# Cruze Diesel Link from Chevrolet's Media Site (Engine Details)



## carbon02 (Feb 25, 2011)

I thought this link on the chevrolet media site may be interesting to some. 
Really a timing belt, with a 100,000 mile service interval? 

With the price difference of diesel, and the extra potential maintenance, is this really going to go over big with the USA consumers?

I guess it's going to be a performace play vehicle with high torque and power. 

Appears to be near identical to what the European Version is, except that they are appear to be offering the automatic transmission.

General Motors | Featured News | GM.com


----------



## jblackburn (Apr 14, 2012)

Timing belts suck.Busted up my knuckles trying to change one and the water pump on my last car. What a pain.

What's this hugemous metal canister under the exhaust manifold on this engine?

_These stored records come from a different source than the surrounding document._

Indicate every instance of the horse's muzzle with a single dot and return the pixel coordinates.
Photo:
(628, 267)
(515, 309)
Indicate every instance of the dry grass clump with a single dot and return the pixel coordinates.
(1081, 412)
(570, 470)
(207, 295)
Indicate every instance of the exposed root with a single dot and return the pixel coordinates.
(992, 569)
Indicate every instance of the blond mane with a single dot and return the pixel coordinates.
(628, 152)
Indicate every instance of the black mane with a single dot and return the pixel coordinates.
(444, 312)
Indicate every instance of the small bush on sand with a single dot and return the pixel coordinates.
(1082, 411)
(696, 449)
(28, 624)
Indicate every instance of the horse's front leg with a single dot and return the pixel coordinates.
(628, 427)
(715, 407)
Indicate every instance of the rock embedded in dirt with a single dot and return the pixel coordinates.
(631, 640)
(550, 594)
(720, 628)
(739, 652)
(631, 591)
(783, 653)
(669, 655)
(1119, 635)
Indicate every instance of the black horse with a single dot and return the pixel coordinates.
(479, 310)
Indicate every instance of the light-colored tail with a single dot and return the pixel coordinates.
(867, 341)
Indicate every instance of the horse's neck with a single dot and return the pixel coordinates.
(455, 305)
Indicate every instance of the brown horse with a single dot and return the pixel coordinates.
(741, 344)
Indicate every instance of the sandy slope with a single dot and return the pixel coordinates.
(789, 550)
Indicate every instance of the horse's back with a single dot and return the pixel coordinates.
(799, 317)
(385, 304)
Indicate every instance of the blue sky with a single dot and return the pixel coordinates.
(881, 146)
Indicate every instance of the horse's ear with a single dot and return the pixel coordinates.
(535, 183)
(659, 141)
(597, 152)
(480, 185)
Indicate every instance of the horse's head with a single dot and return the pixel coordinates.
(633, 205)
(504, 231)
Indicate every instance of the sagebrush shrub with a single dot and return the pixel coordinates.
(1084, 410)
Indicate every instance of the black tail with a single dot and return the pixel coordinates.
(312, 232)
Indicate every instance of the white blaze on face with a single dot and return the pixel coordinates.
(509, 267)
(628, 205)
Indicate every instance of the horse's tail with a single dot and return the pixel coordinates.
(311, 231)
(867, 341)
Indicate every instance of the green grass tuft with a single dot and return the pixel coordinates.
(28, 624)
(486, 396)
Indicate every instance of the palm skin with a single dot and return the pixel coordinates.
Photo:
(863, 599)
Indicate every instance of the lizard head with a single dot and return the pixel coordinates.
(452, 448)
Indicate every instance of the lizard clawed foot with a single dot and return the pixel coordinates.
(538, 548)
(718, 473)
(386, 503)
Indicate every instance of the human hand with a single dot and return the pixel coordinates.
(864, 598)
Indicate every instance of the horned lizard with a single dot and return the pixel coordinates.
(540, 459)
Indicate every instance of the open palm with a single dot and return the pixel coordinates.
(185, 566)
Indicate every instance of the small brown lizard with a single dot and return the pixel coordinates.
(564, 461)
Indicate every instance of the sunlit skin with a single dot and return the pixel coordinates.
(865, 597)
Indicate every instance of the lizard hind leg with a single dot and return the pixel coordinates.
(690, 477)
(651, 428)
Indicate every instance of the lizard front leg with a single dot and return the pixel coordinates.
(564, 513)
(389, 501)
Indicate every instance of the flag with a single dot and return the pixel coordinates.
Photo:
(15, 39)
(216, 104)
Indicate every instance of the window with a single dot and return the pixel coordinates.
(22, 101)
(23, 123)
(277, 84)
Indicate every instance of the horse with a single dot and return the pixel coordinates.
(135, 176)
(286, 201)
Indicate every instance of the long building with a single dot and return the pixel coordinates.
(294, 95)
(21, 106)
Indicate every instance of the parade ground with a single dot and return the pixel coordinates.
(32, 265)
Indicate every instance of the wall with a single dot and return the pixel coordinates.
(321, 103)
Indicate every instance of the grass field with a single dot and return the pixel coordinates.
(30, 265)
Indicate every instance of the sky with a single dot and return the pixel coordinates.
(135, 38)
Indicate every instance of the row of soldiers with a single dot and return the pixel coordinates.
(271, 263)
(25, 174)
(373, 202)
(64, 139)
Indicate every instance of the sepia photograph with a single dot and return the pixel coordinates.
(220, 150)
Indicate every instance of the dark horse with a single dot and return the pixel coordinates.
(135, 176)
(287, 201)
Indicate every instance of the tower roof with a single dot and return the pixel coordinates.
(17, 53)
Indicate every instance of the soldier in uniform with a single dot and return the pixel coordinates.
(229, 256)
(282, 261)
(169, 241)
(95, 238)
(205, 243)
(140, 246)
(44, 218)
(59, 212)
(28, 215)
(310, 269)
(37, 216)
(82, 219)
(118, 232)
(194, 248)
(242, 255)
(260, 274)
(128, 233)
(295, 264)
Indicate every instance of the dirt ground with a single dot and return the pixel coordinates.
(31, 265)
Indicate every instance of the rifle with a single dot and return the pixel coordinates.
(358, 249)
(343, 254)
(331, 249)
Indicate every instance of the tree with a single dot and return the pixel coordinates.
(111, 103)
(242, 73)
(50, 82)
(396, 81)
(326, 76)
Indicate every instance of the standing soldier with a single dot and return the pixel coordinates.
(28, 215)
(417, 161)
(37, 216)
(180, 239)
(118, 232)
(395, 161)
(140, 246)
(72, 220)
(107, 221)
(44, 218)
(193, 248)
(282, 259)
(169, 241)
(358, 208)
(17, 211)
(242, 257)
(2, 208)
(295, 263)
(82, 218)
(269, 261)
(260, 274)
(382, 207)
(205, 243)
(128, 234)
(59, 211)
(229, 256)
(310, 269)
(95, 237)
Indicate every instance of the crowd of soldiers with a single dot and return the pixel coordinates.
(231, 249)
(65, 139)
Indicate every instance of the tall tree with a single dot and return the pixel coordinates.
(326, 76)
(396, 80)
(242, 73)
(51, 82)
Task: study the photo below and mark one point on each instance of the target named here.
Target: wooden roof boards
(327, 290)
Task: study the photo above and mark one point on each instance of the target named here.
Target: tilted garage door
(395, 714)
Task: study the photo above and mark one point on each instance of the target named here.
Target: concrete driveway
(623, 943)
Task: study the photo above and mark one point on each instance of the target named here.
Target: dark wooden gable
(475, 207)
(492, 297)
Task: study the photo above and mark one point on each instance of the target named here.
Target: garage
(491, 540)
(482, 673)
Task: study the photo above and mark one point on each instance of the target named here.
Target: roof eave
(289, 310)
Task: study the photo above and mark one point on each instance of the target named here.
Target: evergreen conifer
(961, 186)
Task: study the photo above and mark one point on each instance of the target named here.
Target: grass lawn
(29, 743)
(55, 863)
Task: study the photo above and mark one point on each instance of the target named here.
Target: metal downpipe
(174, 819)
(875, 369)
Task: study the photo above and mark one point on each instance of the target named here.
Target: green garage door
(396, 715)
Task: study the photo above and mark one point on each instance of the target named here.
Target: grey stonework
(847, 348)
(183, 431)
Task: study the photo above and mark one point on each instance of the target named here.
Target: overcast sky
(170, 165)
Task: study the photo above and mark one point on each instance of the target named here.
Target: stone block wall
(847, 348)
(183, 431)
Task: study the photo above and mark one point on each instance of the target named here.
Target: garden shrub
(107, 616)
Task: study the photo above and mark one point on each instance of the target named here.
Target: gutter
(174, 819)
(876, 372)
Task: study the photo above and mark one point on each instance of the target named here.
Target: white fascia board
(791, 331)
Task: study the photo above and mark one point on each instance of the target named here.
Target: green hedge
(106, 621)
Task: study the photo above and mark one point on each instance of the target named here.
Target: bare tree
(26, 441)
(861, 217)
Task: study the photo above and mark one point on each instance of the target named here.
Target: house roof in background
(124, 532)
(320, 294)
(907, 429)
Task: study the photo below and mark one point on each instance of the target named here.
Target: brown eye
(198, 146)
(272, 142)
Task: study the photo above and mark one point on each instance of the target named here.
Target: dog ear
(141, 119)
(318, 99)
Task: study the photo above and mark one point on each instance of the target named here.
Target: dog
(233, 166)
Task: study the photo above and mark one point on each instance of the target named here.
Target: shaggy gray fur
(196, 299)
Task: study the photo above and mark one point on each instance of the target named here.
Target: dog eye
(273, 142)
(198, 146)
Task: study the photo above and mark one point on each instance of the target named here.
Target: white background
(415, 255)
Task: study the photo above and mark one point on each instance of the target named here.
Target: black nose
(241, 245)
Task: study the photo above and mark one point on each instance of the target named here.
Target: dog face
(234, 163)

Is that the particulate filter?


----------



## 70AARCUDA (Nov 14, 2010)

...here's the *Sargent Friday *(_'...just the *facts*, ma'am...'_) summary:

• 2.0L turbo-diesel, 148 hp (110 kW) / 258 lb-ft (350 Nm) @ 2000 rpm
• 16.5:1 compression ratio
• 10-seconds of 280 lb-ft (380 Nm) "over-boost"
• 408 lbs (185 kg) engine weight
• Iron block, aluminum head and intake manifold
• *Rubber* (not chain!) timing belt
• B20 bio-diesel compatibility
• Exhaust particulate filter & urea injection (4.5 gal tank)

...so, we get a *detuned* 148 hp version of the 160 hp european/aussie diesel!?!


----------



## Sunline Fan (Jul 29, 2012)

jblackburn said:


> What's this hugemous metal canister under the exhaust manifold on this engine? Is that the particulate filter?


I bet it is. When my dad and I removed the one from his F-450, it was probably twice the size of that one if not more. The whole pipe assembly was probably 200#, and the replacement straight pipe was maybe 20#


----------



## Eugene_C (Mar 15, 2012)

70AARCUDA said:


> ...so, we get a *detuned* 148 hp version of the 160 hp european/aussie diesel!?!


They might argue that it's "re-tuned" for mileage or emissions or something. The mileage seems a bit higher. I am surprised they went for all that power. I guess I'm not surprised. They don't want to stereotype diesels as "slow" right out off the bat. Maybe we'll get a thriftier but slower version in the future.


----------